In step 4, the amount of area that needed to be explored to find the optimal translation was very large for these images. To speed up the process, an image pyramid was used. This approach works by rescaling the image to a lower resolution
so that exploring a large space can be made computationally feasible. This was implemented as follows:
- The image was repeatedly halved in scale until sufficiently small
- Once the image was either less than 500 pixels in height or halved more than 5 times, a search window of (-17,17) pixels was explored for the best alignment using the same process as the low resolution images
- Then, working backwards through recursion, the image at the previous scale was transformed using the result of the coarser alignment and realigned again using a smaller window size(decreased by 8 vertically and horizontally) to improve the estimate
- The backtracking continued until we reached the original resolution, at which point the final displacement was returned
all offsets are in the following format: (horizontal offset, vertical offset)
Green Offset: (2, 5)
Red Offset: (3, 12)
Green Offset: (2, -3)
Red Offset: (2, 3)
Green Offset: (3,3)
Red Offset: (3,6)
Green Offset: (23, 49)
Red Offset: (40, 107)
Green Offset: (16, 38)
Red Offset: (22, 88)
Green Offset: (18, 60)
Red Offset: (11, 117)
Green Offset: (10, 56)
Red Offset: (13, 120)
Green Offset: (9, 79)
Red Offset: (14, 175)
Green Offset: (24, 52)
Red Offset: (34, 107)
Green Offset: (29, 77)
Red Offset: (37, 175)
Green Offset: (12, 56)
Red Offset: (8, 111)
Green Offset: (2, 48)
Red Offset: (28, 84)
Green Offset: (-2, 50)
Red Offset: (-12, 105)
Green Offset: (4, 36)
Red Offset: (4, 95)
Green Offset: (0, 1)
Red Offset: (1, 4)
Green Offset: (1, 3)
Red Offset: (1, 6)
Green Offset: (1,3)
Red Offset: (4,8)
Bells and Whistles
I implemented one bell/whistle: using edges as features rather than the raw RGB values.
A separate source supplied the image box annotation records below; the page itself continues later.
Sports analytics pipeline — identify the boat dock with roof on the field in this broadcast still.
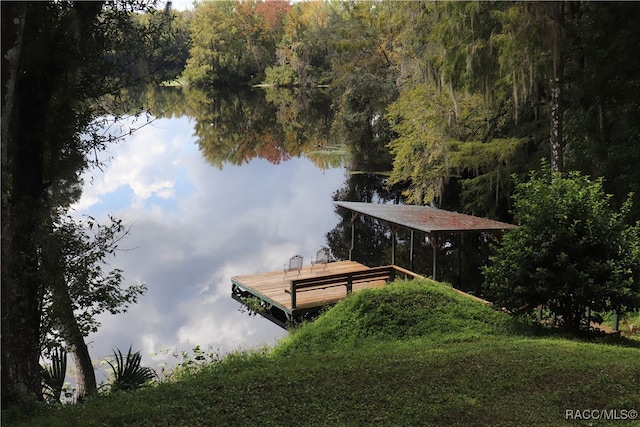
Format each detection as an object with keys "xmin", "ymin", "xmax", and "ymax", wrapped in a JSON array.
[{"xmin": 231, "ymin": 202, "xmax": 515, "ymax": 328}]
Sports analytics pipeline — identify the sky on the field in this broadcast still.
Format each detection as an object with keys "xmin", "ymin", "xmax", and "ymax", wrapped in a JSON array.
[{"xmin": 73, "ymin": 117, "xmax": 345, "ymax": 378}]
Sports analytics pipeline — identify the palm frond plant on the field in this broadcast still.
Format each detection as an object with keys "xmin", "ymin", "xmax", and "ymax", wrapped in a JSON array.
[
  {"xmin": 40, "ymin": 348, "xmax": 67, "ymax": 403},
  {"xmin": 107, "ymin": 347, "xmax": 155, "ymax": 391}
]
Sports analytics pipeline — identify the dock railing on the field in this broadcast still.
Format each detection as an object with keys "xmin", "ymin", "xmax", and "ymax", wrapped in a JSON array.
[{"xmin": 287, "ymin": 265, "xmax": 424, "ymax": 309}]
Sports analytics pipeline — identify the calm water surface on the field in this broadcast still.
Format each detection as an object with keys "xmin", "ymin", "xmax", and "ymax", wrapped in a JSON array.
[{"xmin": 75, "ymin": 116, "xmax": 345, "ymax": 367}]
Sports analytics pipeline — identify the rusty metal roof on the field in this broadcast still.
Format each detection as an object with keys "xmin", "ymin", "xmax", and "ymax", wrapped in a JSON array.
[{"xmin": 334, "ymin": 202, "xmax": 516, "ymax": 233}]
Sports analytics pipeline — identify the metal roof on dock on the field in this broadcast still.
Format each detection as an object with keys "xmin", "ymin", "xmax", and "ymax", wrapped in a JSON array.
[{"xmin": 334, "ymin": 202, "xmax": 516, "ymax": 233}]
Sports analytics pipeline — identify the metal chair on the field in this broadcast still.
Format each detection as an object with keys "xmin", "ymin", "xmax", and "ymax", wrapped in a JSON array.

This was done by running the RBG images through
a Canny edge detector using the sklearn Canny implementation. This was particularly useful as the images were aligned on purely the shapes rather than
how bright or dull the shapes were in each of the color channels. Here is a side by side comparison of aligning based on RBG values and edges.
No Edge Detection
With Edge Detection
The algorithm worked pretty well. It aligned all the images without a ton of visual defects. However, for images with a lot of detail, espeically human faces like
harvesters.tif, some of the detail in the faces are a little blurry/defected. This is because in those photos, there are a lot of edges in close proximity, which can
throw off the metric and confuse the algorithm.
Also, as I cropped a constant amount from each photo rather than intelligently detecting where the border was, actual content got cropped off in some of the photos
and in other photos, some of the border still showed. However, the effect of this was minimal.